October 2, 2016

Leaking Pee: No Laughing Matter

Leaking urine when you laugh, sneeze, or perform some sort of activity is officially called Stress Urinary Incontinence, or SUI.
  • Jill Thompson photo
    Jill Thompson

    Jill has over 23 years of experience and a Master of Physical Therapy (MPT).

Three women smiling

Contrary to what many people believe, leaking pee is not a normal consequence of aging. Many people (especially women), tend to commiserate with each other over the need to change clothes after laughing hard. But what most people don’t know is that there are fairly simple things you can do to drastically improve, if not eliminate, urinary leaking.

Leaking urine when you laugh, sneeze, or perform some sort of activity is officially called Stress Urinary Incontinence, or SUI. This occurs when the muscles of your “saddle,” or pelvic floor, are not strong enough to withstand increases in pressure (or stress) to the abdominal cavity. The result is that urine is forced out of the opening to the bladder, or urethra. (Imagine squeezing a water balloon that has not been tied off at the end.)

SUI is a very common occurrence, and is especially prevalent in women, due to both anatomical and procedural differences compared to men. First, just the fact of having a vaginal opening makes it more difficult for women’s pelvic floor muscles to function; men’s pelvic floor muscles are attached at the center and therefore more anatomically stable. Second, many women have medical events and procedures that cause trauma and scarring to the pelvic floor muscles, which makes it more difficult for them to function.
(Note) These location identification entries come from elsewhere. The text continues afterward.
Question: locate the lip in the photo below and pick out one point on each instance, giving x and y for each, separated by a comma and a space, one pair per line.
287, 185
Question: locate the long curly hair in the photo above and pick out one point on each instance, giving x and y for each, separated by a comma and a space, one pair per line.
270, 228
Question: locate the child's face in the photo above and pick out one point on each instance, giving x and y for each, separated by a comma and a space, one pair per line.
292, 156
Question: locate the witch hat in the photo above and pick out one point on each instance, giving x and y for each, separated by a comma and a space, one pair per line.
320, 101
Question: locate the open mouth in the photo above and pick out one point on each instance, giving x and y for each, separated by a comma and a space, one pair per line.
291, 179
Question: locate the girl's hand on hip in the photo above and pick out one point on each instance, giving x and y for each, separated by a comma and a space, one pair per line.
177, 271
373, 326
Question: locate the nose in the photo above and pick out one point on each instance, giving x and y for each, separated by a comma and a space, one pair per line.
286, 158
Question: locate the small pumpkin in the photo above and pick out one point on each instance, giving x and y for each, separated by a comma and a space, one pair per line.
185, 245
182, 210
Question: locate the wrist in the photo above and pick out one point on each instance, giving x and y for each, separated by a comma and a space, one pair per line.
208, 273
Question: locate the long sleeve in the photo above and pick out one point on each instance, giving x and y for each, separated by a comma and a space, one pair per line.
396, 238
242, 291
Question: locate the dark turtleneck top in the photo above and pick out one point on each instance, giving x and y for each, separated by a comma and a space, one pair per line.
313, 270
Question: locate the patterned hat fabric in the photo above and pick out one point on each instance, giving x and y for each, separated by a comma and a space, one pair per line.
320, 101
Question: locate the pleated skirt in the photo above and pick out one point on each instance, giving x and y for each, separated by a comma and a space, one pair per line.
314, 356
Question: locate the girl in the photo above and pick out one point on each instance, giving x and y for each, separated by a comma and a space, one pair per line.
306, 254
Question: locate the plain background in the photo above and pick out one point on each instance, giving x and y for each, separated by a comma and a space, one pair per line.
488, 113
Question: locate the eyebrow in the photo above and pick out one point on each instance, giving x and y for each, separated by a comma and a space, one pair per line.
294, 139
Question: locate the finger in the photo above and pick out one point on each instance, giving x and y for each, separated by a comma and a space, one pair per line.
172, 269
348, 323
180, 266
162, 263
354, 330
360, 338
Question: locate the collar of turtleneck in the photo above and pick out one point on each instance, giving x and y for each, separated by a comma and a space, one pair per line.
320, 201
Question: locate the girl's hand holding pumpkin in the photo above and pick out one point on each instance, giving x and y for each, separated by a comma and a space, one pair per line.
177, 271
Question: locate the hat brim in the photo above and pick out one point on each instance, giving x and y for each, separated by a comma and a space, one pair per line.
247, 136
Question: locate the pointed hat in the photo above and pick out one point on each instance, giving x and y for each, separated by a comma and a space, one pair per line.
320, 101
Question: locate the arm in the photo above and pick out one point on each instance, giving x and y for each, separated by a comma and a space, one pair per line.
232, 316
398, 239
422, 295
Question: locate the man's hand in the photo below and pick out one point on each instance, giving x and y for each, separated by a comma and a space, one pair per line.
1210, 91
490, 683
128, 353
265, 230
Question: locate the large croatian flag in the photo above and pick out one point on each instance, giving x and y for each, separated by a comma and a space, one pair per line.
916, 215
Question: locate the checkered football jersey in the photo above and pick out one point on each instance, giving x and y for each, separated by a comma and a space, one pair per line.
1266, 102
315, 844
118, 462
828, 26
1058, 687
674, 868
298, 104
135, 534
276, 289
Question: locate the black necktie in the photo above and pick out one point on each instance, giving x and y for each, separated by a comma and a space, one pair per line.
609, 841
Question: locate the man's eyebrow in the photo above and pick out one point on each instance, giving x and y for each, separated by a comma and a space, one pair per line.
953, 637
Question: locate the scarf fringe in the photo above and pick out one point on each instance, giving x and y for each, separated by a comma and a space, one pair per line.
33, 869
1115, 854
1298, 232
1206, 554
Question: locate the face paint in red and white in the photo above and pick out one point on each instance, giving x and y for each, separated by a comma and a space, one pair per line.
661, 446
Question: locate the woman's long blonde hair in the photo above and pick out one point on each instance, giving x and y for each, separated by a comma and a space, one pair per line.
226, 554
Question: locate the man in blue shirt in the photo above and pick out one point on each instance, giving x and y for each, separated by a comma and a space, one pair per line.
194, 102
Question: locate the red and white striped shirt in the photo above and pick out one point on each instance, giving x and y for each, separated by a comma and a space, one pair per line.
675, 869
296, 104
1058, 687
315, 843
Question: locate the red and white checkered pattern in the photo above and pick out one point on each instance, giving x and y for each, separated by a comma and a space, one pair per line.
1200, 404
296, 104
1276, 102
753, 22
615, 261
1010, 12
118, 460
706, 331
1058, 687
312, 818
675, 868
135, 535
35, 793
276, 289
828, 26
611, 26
Examples include childbirth (especially with a muscle tear or episiotomy), hysterectomies, and bladder surgeries. This is not to say that men never have SUI, but it is exceedingly more common in women.

So what can you do if you find yourself leaking from SUI? Pelvic floor exercises (sometimes known as “Kegel” exercises) are a good place to start: from a seated position, think about how you can feel your pelvic floor “saddle” touching the chair. Now gently squeeze and lift those muscles, as if you were lifting them up away from the chair. Hold that squeeze for 5-10 seconds as you breathe steadily, and repeat 10 times, 3x/day. This exercise can help strengthen the pelvic floor muscles and encourage them to be your “last line of defense” in holding back urine.

If your symptoms continue after trying this simple exercise, you may consider seeking out help from a pelvic rehabilitation physical therapist. A pelvic rehab PT can more fully assess how your pelvic floor muscles are working, and re-train them to work during real-life activities. Pelvic rehab PTs are trained to look specifically at the timing and coordination of your pelvic floor muscles, among other things. They will also make sure that the exercises you’ve been doing are actually activating the correct muscles; many women think they’re doing Kegels correctly but in fact are activating hip, abdominal, or gluteal muscles instead.

Remember, urinary leaking is not a normal or inevitable part of aging. Treatment for SUI is painless and can be very simple, but most importantly, it will allow you to keep laughing without fear for decades to come. Laugh on, friends!